L'élection peut-elle se résumer à une simple redite de l'élection présidentielle de 2017, où les deux partis menés par Emmanuel Macron et Marine Le Pen étaient déjà arrivés en tête au premier tour avant de se disputer la victoire finale? C'est en tout cas la crainte de plusieurs partis, qui dénoncent une confiscation du débat, provoquant par la même l'invisibilité de certains candidats. 

Référendum pour ou contre Macron? 

Cette dernière semaine semble en effet avoir marqué un tournant fort dans la campagne. Si ce mercredi le parti présidentiel a, et c'était le dernier à le faire, présenté son programme européen qui fait la part belle à l'écologie, Emmanuel Macron s'est personnellement engagé dans la bataille afin de contrer la montée du Rassemblement national. 

"Nous avons besoin de tout sauf du RN en tête.
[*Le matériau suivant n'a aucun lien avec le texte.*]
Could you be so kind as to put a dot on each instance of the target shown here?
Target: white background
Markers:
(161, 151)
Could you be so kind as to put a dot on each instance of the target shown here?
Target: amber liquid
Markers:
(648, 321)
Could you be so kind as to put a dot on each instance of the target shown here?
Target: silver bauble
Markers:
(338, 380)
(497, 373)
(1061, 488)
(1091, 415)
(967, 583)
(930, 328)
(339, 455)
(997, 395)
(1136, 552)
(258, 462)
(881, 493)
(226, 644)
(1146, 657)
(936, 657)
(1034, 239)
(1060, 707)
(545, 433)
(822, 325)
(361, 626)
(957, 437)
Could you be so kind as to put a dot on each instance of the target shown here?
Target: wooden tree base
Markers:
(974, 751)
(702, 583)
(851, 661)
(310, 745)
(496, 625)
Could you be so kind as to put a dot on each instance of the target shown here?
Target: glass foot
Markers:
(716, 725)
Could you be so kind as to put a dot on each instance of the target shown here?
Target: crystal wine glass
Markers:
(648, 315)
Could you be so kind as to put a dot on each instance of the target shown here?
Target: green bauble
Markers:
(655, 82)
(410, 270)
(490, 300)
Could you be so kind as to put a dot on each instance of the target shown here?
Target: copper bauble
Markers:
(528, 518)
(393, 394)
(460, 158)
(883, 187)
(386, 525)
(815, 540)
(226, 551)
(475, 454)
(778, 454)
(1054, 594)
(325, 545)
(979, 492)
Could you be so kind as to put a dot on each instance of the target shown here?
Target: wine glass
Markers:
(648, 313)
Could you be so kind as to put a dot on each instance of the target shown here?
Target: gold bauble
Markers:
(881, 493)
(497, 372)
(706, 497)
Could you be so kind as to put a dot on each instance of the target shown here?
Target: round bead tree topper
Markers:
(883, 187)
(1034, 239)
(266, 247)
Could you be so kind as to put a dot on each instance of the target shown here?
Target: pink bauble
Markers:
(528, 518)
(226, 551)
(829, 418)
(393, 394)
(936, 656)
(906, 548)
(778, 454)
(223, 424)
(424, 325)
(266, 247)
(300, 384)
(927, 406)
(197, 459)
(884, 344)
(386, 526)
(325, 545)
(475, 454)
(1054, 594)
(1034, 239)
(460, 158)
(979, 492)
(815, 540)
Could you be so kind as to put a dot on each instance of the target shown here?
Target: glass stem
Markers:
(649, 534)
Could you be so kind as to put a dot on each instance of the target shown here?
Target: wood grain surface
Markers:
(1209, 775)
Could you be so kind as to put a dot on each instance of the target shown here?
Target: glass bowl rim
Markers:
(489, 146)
Je ne fais jamais de pronostics sur le jour d’après, mais je mettrai toute mon énergie pour qu’il ne soit pas en tête", a-t-il lancé en marge d'un déplacement européen. 

Une sortie très peu goûtée par l'encadrement du Rassemblement national, dont Marine Le Pen, qui accuse le locataire de l'Elysée de "transcender cette élection européenne en référendum pour ou contre lui." 
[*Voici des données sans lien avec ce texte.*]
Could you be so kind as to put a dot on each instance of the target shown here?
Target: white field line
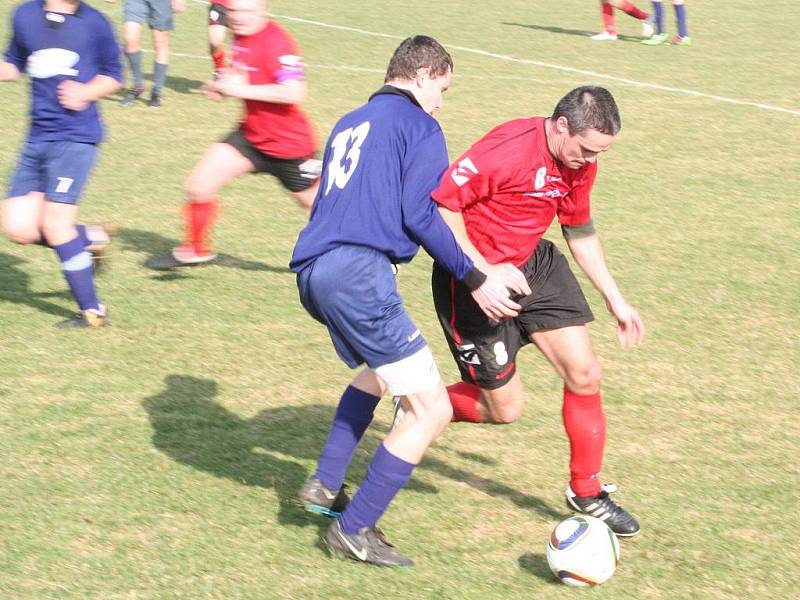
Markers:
(557, 67)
De fait, la leader du parti d'extrême droite souhaite poser une nouvelle condition au scrutin. "Dans ces conditions-là, il faut qu’il ait l’honnêteté et la dignité qu’a eu le Général de Gaulle et si’il perd ce référendum, il faudrait qu’il parte", a-t-elle encore affirmé.

Elle est très vite rejointe dans son souhait par Jean-Lin Lacapelle, candidat sur la liste du RN, qui quant à lui estime qu'Emmanuel Macron, en cas de défaite, "devra assumer, dignement, il faudra qu’il quitte ses fonctions, qu’il dissolve l’Assemblée nationale et qu’on ait enfin une représentation légitime et que le peuple français puisse être rassemblé."
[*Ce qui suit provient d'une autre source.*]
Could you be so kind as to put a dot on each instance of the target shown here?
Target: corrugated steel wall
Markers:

"Il a choisi de distribuer des coups"

Cette nouvelle dimension prise par l'élection du 26 mai, premier scrutin depuis le second tour de la présidentielle de 2017, a malgré tout de quoi surprendre. Pour les éditorialistes politiques de BFMTV, les prises de positions et la participation active d'Emmanuel Macron sont autant de signes des difficultés de Nathalie Loiseau à faire décoller la campagne du parti présidentiel. 

"Si la campagne de Loiseau se passait bien, si elle caracolait en tête dans les sondages sans avoir de risque, le président de la République ne serait pas descendu dans l’arène comme cela. Il aurait probablement attendu le dernier moment pour donner un soutien présidentiel à un projet européen global", expliquait ainsi Christophe Barbier. 

Pour Thierry Arnaud, Emmanuel Macron avait la "possibilité de rester en retrait et de protéger son statut de chef de l’Etat, il est au-dessus des partis et il aurait laissé Nathalie Loiseau assumer la campagne. Là, il a choisi une autre solution et a commencé à distribuer des coups. Il a décidé qu’il fallait qu’il s’engage, et qu’il s’engage à fond".

En revanche, tous s'accordent à dire que ce duel entre les deux partis annonce une nouvelle bataille décisive. 

"Quelles alliances au Parlement européen? Quel président pour la Commission européenne? Il faut que l’élection aille dans le sens du projet macronien sinon il ne mettra pas son empreinte sur l’Europe", conclut Christophe Barbier.